A todas las personas que me siguen en este blog, que espero que consideren la propuesta del argentino como catequesis laica, catártica e irrepetible.
Como de rodillas desolladas, he regresado al escritor Julio Cortázar, lectores/as. Me gustó abrazarle otra vez, me dio un poco de fruición explorar su regazo y su piel morfosintáctica. Rayuela (1963) me dejó un extraño sedimento de gastroenteritis textual, pero, eso, he regresado a Cortázar, como lo ven, si es que alguna vez me había alejado de su mundo de pirotecnia verdadera, que es el nuestro, o al menos, que no deja de ser el mío para ser más honrados, a la espera de que ustedes indaguen y hagan lo propio en los observatorios que él propone. Es un ejercicio muy sano, sueltas lastre de prejuicios y te bañas en el cieno dorado de la emergencia intelectual.

Prosa del observatorio (1972) lo descubrí un poco de casualidad, aunque a lo mejor no tanta, pero lo leí hace poco. A fuer de ser honestos, nunca me he apretado ningún libro dos veces, y Prosa me da como collejas para que lo haga hasta tres o cuatro sin más. Sin embargo, me dejo llevar por esa tradición. Pensar en más es complicado. Si un libro es malo, se cierra y se tira. O se regala sin acritud. Si es bueno, es mejor quedarte con eso (una segunda lectura habría de trasladarte del onanismo al funcionariado burocrático y febril). Uno como el de Cortázar va más allá de beberte algunas copas de un buen whisky, que ya te destrozan por dentro. Pues eso, que como el primer orgasmo, ninguno.

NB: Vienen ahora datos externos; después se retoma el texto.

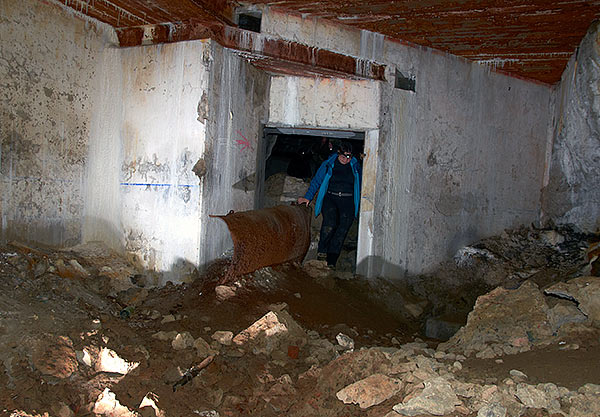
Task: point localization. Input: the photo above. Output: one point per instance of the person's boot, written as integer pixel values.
(332, 260)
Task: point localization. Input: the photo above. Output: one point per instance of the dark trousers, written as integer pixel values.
(338, 215)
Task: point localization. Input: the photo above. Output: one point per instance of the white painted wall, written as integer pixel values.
(237, 109)
(99, 142)
(460, 159)
(162, 139)
(324, 102)
(571, 193)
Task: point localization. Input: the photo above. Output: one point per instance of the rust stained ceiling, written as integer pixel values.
(532, 39)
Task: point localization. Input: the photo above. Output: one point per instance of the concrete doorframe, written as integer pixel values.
(365, 255)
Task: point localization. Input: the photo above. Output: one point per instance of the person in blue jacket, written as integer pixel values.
(337, 186)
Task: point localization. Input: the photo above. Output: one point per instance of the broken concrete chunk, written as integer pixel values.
(54, 356)
(517, 375)
(502, 316)
(83, 357)
(585, 291)
(110, 361)
(107, 404)
(437, 398)
(224, 292)
(203, 348)
(165, 335)
(345, 341)
(531, 397)
(169, 318)
(269, 324)
(370, 391)
(182, 341)
(492, 410)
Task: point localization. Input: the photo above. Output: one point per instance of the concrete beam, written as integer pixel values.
(267, 52)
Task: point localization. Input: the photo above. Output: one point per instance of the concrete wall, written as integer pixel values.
(459, 159)
(100, 143)
(572, 194)
(49, 58)
(328, 103)
(148, 139)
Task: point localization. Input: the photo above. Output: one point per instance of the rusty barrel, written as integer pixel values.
(266, 237)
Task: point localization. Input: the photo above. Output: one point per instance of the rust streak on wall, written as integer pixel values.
(274, 55)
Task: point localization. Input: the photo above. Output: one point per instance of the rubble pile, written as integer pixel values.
(541, 256)
(83, 333)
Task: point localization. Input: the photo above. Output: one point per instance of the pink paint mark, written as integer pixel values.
(244, 142)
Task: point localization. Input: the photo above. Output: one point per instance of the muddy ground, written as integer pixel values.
(82, 333)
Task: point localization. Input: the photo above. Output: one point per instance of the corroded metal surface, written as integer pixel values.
(532, 39)
(266, 237)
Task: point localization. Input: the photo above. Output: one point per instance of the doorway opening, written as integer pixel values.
(288, 160)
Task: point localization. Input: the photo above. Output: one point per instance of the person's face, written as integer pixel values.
(344, 157)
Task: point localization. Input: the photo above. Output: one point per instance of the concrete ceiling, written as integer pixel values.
(532, 39)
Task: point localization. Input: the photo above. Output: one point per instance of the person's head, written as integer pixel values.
(345, 152)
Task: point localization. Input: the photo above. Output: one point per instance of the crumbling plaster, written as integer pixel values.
(571, 193)
(134, 147)
(459, 159)
(238, 105)
(49, 58)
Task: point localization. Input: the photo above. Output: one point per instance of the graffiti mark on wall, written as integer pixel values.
(245, 142)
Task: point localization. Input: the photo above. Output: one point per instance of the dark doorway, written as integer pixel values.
(291, 157)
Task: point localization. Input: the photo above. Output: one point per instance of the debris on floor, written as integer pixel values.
(83, 332)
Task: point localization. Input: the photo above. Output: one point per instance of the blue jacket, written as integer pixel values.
(320, 182)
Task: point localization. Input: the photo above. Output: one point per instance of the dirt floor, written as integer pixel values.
(82, 334)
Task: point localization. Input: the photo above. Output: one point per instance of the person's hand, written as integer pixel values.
(302, 200)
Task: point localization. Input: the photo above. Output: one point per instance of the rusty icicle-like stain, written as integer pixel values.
(270, 54)
(267, 237)
(512, 36)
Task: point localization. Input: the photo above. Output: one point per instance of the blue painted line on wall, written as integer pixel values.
(148, 184)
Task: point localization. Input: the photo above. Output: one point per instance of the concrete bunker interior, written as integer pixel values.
(474, 286)
(293, 156)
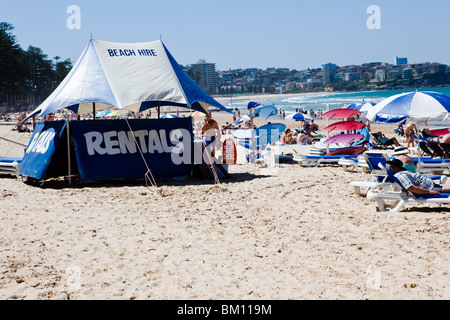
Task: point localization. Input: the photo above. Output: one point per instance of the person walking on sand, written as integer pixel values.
(211, 133)
(409, 134)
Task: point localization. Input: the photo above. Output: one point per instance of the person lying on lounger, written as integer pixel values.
(401, 153)
(287, 137)
(385, 141)
(415, 182)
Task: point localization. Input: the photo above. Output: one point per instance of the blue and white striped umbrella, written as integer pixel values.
(299, 117)
(242, 119)
(363, 107)
(418, 107)
(169, 116)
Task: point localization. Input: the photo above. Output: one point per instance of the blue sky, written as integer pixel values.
(293, 34)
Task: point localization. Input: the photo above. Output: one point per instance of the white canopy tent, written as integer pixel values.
(132, 76)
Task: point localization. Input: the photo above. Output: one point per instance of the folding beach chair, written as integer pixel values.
(402, 196)
(425, 148)
(314, 161)
(445, 149)
(378, 178)
(436, 148)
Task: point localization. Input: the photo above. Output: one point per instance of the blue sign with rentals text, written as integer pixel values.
(116, 150)
(41, 149)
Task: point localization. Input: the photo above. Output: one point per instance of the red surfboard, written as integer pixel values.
(347, 151)
(345, 126)
(341, 113)
(229, 152)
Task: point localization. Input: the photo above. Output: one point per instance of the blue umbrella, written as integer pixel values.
(299, 117)
(168, 116)
(363, 107)
(102, 113)
(265, 112)
(416, 106)
(242, 119)
(354, 106)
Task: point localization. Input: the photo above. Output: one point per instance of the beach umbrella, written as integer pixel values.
(341, 113)
(417, 106)
(345, 126)
(169, 116)
(366, 107)
(117, 113)
(102, 113)
(265, 112)
(299, 117)
(353, 106)
(242, 119)
(198, 114)
(344, 138)
(363, 107)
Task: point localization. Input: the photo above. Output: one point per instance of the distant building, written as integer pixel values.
(380, 75)
(205, 76)
(328, 72)
(401, 61)
(407, 73)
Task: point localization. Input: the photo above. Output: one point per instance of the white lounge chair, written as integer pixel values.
(314, 161)
(402, 197)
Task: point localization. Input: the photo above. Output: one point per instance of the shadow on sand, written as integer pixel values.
(62, 183)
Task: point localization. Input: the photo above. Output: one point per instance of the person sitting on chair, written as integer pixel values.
(400, 131)
(385, 141)
(410, 130)
(402, 154)
(445, 138)
(415, 182)
(287, 137)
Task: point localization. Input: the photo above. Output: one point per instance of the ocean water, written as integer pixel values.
(334, 100)
(319, 101)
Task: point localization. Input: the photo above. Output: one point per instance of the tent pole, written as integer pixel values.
(418, 169)
(68, 153)
(159, 110)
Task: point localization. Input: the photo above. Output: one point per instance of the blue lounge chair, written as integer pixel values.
(314, 161)
(9, 165)
(379, 177)
(402, 196)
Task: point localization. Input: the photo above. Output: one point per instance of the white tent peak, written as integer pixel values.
(132, 76)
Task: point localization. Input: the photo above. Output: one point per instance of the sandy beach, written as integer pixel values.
(285, 233)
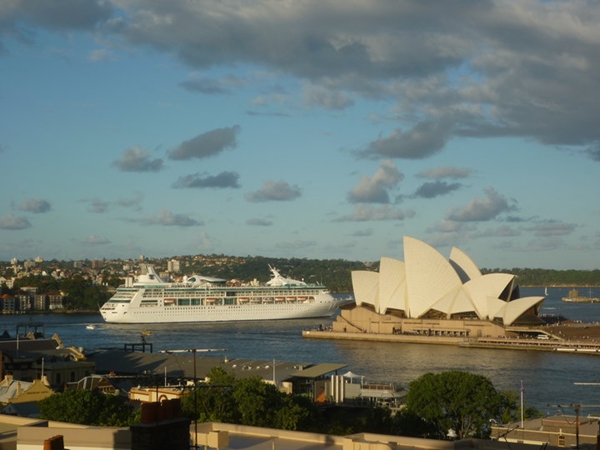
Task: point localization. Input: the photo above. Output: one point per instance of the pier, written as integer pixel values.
(548, 344)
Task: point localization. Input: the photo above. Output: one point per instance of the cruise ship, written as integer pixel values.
(197, 298)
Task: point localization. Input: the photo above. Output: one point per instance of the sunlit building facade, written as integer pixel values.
(430, 294)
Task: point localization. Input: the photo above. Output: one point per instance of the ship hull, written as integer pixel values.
(221, 313)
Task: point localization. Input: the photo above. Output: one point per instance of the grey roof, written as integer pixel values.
(181, 365)
(318, 370)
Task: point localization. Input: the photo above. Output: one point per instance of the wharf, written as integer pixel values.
(591, 347)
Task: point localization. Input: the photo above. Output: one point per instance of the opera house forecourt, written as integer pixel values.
(427, 296)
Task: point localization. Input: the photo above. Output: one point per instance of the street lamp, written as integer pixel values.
(194, 351)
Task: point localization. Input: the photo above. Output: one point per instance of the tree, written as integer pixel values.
(88, 408)
(459, 401)
(212, 401)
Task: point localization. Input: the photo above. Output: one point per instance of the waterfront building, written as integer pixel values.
(427, 294)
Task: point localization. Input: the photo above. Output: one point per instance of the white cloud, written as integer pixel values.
(375, 189)
(280, 191)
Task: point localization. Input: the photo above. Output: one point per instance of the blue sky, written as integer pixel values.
(307, 129)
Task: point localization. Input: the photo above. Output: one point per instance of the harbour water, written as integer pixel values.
(546, 377)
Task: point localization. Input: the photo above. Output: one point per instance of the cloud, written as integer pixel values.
(327, 98)
(422, 141)
(435, 189)
(445, 172)
(12, 222)
(259, 222)
(135, 159)
(593, 152)
(524, 69)
(96, 205)
(375, 189)
(95, 240)
(35, 205)
(501, 231)
(280, 191)
(57, 15)
(206, 144)
(220, 181)
(296, 245)
(363, 233)
(552, 228)
(134, 202)
(100, 54)
(479, 210)
(534, 245)
(168, 219)
(365, 213)
(211, 86)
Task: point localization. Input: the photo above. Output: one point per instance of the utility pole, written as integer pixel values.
(193, 351)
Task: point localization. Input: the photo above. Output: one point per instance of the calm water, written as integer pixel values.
(548, 378)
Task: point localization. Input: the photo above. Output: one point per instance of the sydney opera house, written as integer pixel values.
(428, 294)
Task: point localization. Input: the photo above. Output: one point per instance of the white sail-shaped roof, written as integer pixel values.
(426, 282)
(469, 269)
(490, 285)
(366, 287)
(429, 276)
(392, 285)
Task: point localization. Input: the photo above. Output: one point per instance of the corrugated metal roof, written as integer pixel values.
(318, 370)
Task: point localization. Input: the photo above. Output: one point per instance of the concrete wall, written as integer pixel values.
(361, 319)
(75, 438)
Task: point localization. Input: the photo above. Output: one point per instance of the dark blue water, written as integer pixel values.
(547, 378)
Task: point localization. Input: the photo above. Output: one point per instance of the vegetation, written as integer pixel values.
(457, 404)
(435, 404)
(248, 401)
(88, 408)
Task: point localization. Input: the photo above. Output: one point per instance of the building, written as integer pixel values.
(173, 266)
(556, 431)
(427, 294)
(17, 432)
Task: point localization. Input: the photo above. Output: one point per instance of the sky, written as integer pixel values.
(319, 129)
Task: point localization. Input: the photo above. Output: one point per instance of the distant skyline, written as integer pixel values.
(312, 129)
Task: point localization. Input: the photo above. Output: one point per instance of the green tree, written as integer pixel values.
(88, 408)
(455, 400)
(212, 401)
(257, 402)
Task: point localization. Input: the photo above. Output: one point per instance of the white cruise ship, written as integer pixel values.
(204, 299)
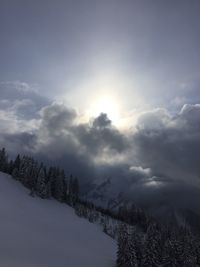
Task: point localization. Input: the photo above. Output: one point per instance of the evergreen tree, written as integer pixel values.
(152, 249)
(41, 186)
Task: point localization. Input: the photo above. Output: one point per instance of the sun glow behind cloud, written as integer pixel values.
(107, 104)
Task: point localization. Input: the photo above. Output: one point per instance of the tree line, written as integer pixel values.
(43, 181)
(141, 241)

La asociación entre integración y la disgregación que el escritor maneja con una sincronía de escándalo y con una solvencia sin parangón, con estilazo mismamente, nos sitúa en el registro de entrada de una dimensión inteligente. El retorno a las tinieblas y el balneario de estrellas, así, a la vez, como si nada (más el como si nada que la fecundísima combinación de marras), es un frenesí de cópulas entre explícitas y cercanas a la imaginación fantasmagórica.
Cuando yo interiorizo esa extraña mezcla de astros y de profundidades abisales de más de 500 metros de profundidad, todo ese tinglado me hace retornar o parece querer hacerlo a ese estado matricial y uterino en el que viví durante un tiempo de mi vida. La descripción del ciclo de vida de las anguilas, del que no tenía ni puñetera idea, y de su inserción en el contexto cuasi estructural de otras cuestiones matriciales de filosofía, de estilo de vida y de pureza existencial me ha hecho flipar y flipar otra vez. Lo que flota en Prosa del observatorio te hace reflexionar a medio kilómetro hacia abajo en aguas saladas y luego vas tú y chapoteas en la placenta de ese nuevo y tenebroso hábitat, pero perfectamente reconocible a fin de cuentas. Este engendro de Cortázar no es ni prosa ni poesía, es un frenesí de coitos internos y externos: en la exuberancia y en la contención están las claves de ese nuevo ecosistema.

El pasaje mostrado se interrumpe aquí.